Hauptstadtkater

14. Juli 2026

Revoluzzer im Kampf gegen Blauhaie im Atlantik am Nationalfeiertag

Revolution! Manchmal wäre das schon nice und cringe. Wenn Kater die Macht übernehmen würden. Und die Bosse der Welt wären. Bestimmen könnten, was so abgeht. Sich Leckerli nehmen könnten, wann immer sie wollten. Über Menschen bestimmen könnten, wie sie wollten. Und ich übe: Fauchen. Zähne zeigen. Maul weit aufreißen.

Aber statt furchteinflößendem Gebrüll ertönt ein leises Miauen aus dem Untiefen meiner Kehle. Immerhin, ich bin realistischer Checker und weiß: So wird es nichts mit Revolution. Aber wie auch – ohne Verbündete. Denn Coco? Chillt tiefenentspannt auf dem Sofa. Und sonst: keiner da. 

Wahrscheinlich haben mich meine in Frankreich weilenden Leute -Felix, Laura und natürlich meine Bruna – auf die Revoluzzer-Gedanken gebracht. Denke ich so. Weil die erzählen, dass in ihrem geheiligten Land heute Feiertag ist – wegen des 14. Juli 1789: Das Datum gilt als Beginn für die Französische Revolution.

Damals stürmten  hungrige und unzufriedene Bürger die Bastille – ein Pariser Gefängnis. Und ein Ort, an dem Waffen vermutet und erbeutet wurden. Die Bastille fiel. Die absolute Herrschaft des Königs endete. Stattdessen im Fokus: Freiheit, Gleichheit, Brüderlichkeit. Und Bürgerrechte. 

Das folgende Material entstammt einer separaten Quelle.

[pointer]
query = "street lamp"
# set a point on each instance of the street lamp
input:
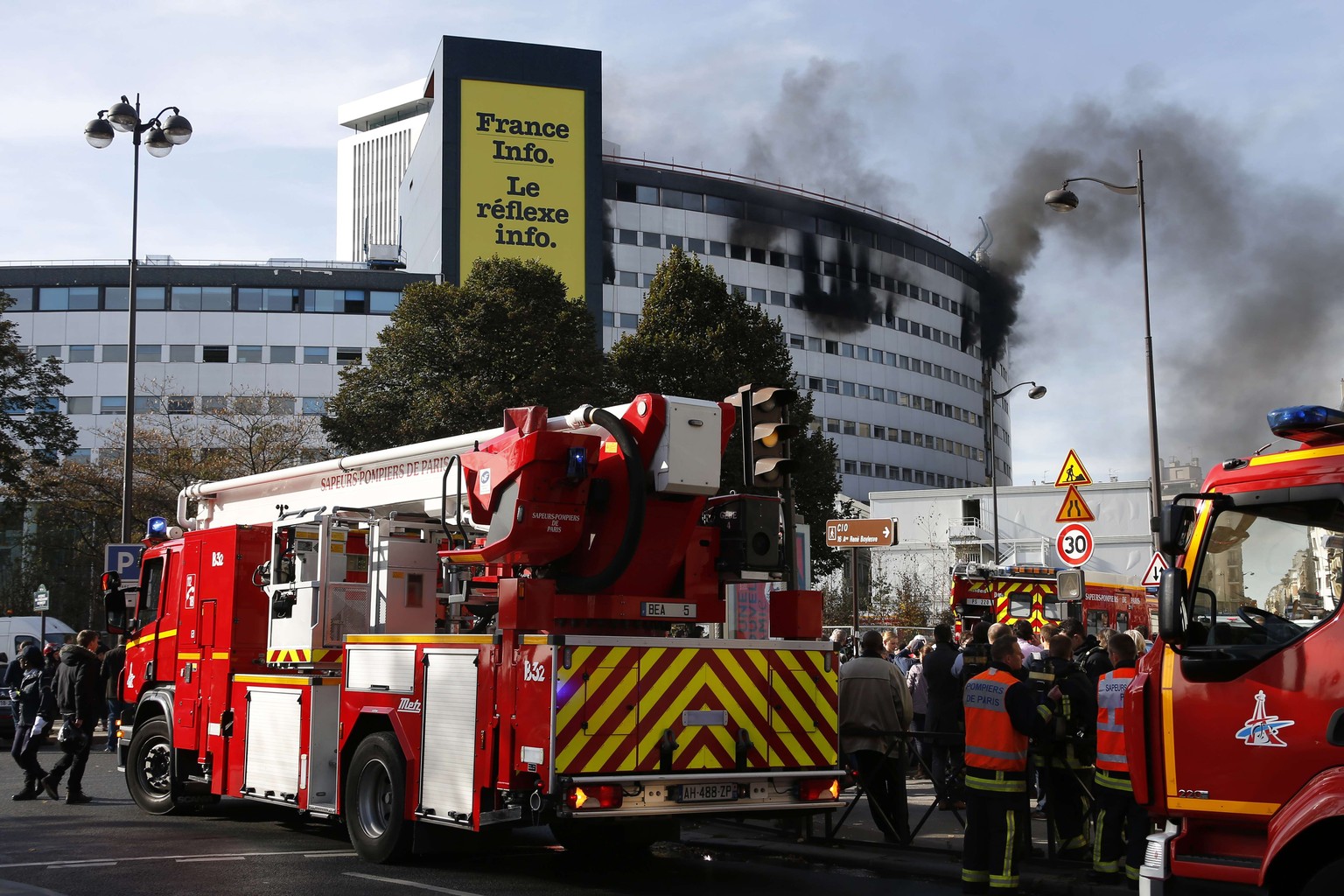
(1037, 391)
(159, 135)
(1063, 200)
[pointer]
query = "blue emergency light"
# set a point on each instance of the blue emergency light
(1308, 424)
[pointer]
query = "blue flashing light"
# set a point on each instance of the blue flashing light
(1308, 424)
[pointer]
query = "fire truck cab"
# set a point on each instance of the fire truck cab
(1236, 719)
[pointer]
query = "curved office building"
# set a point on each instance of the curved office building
(499, 150)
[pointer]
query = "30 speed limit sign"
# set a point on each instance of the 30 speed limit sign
(1074, 544)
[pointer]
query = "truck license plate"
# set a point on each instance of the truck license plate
(667, 610)
(706, 793)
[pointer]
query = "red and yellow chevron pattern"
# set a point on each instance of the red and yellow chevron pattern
(304, 657)
(621, 708)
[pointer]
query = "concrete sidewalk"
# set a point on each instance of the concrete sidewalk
(935, 853)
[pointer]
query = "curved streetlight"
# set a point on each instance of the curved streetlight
(1065, 200)
(160, 135)
(1037, 393)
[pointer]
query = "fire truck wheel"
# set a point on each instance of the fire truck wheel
(150, 768)
(375, 800)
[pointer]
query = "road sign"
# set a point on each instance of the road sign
(1073, 472)
(860, 534)
(124, 559)
(1074, 544)
(1155, 570)
(1074, 509)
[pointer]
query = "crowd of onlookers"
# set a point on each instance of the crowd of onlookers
(75, 685)
(1008, 713)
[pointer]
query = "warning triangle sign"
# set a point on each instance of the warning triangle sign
(1073, 472)
(1074, 509)
(1155, 570)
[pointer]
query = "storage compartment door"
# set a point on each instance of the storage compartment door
(273, 743)
(449, 748)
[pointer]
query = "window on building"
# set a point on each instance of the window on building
(382, 301)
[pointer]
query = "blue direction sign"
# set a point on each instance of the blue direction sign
(124, 559)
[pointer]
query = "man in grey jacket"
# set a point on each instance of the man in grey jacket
(875, 712)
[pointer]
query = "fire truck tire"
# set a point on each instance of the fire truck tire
(1326, 881)
(150, 768)
(631, 836)
(375, 800)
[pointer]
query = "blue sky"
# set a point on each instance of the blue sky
(935, 112)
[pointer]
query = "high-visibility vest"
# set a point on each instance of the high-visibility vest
(990, 739)
(1110, 720)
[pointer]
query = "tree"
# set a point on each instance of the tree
(453, 358)
(34, 433)
(699, 340)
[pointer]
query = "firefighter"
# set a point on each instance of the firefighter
(1068, 754)
(1121, 823)
(1002, 713)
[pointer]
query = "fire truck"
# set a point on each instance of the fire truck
(1046, 594)
(1236, 719)
(473, 633)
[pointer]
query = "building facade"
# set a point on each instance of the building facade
(499, 150)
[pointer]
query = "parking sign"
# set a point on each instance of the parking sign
(124, 559)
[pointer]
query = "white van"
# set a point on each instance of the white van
(15, 630)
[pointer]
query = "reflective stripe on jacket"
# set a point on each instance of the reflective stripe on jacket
(990, 739)
(1110, 719)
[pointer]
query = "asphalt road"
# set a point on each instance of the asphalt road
(246, 848)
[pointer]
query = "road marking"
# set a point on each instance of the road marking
(168, 858)
(411, 883)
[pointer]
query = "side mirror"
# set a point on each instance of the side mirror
(1171, 606)
(1173, 528)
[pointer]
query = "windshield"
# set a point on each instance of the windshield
(1266, 577)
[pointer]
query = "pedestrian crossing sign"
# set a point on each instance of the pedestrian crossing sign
(1074, 509)
(1073, 472)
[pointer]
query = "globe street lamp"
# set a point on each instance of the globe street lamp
(159, 135)
(1037, 391)
(1065, 200)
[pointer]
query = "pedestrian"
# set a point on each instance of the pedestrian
(875, 713)
(1121, 823)
(80, 696)
(920, 702)
(1088, 650)
(113, 662)
(34, 710)
(944, 717)
(1070, 752)
(1027, 640)
(1002, 715)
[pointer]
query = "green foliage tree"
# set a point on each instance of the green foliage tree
(453, 358)
(699, 340)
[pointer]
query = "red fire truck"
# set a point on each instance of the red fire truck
(472, 633)
(1046, 594)
(1236, 719)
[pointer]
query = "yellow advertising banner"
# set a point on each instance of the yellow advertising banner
(522, 178)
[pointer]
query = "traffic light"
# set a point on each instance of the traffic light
(765, 427)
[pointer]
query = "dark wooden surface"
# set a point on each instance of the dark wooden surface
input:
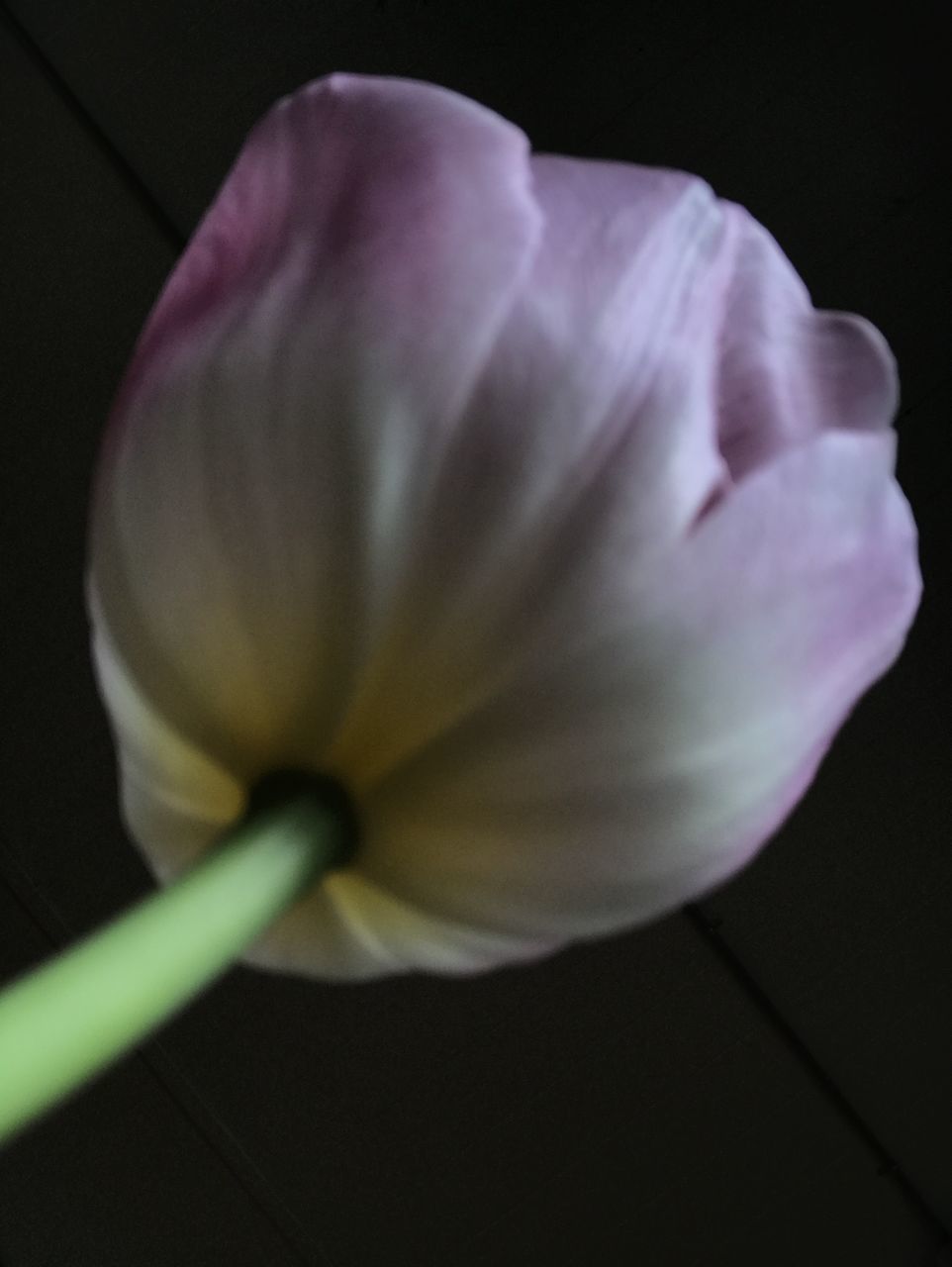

Ein großer Tag also. Der auf die ganze Welt abstrahlte. Und gerade in düsteren Zeiten, in denen Menschen immer noch Tiere futtern und absolut über sie herrschen, Hoffnung geben kann. Allerdings: Menschen sind auch untereinander sehr ungnädig. Gestehen sich gegenseitig immer weniger Rechte zu. Meinungen zählen vielerorts mehr als Fakten. Fakten werden als subjektiv und verhandelbar diskriminiert. Wissenschaft nicht mehr akzeptiert.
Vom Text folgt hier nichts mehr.